The Manufacturing Purchasing Managers’ Index (PMI) for Czechia, compiled monthly by market intelligence company S&P Global, posted 48.3 in March.
Although the March PMI still sits below the 50-point mark separating growth and decline, it is the highest posting since June 2022 and the weakest drop during the contraction period of almost three years.
“Czech manufacturers signalled a further move towards stabilisation in the goods-producing economy, as output and new orders fell at only slight rates,” commented Sian Jones, Principal Economist at S&P Global Market Intelligence.
She added that “reports of new clients wins and less muted foreign demand conditions buoyed companies.”
Although “manufacturers were at their most confident in the outlook for a year,” Jones also pointed out that “challenges remained,” including “caution towards hiring and input buying as firms sought to keep a close eye on outgoings.”
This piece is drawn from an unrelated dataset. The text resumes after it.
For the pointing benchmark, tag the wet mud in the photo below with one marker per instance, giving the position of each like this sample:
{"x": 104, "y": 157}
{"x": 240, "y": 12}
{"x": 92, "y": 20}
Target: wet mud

New export orders fell at a slower rate in March, S&P noted, while rising cost burdens persisted at a joint-sharpest since January 2023, and manufacturers raised their selling prices for the first time since last September amid stronger inflationary pressures.
The country’s manufacturers reported a higher degree of optimism in renewed demand, while Jones concluded that “the recent historically elevated uptick in charge inflation may add to more cautious sentiment regarding monetary policy in 2025.”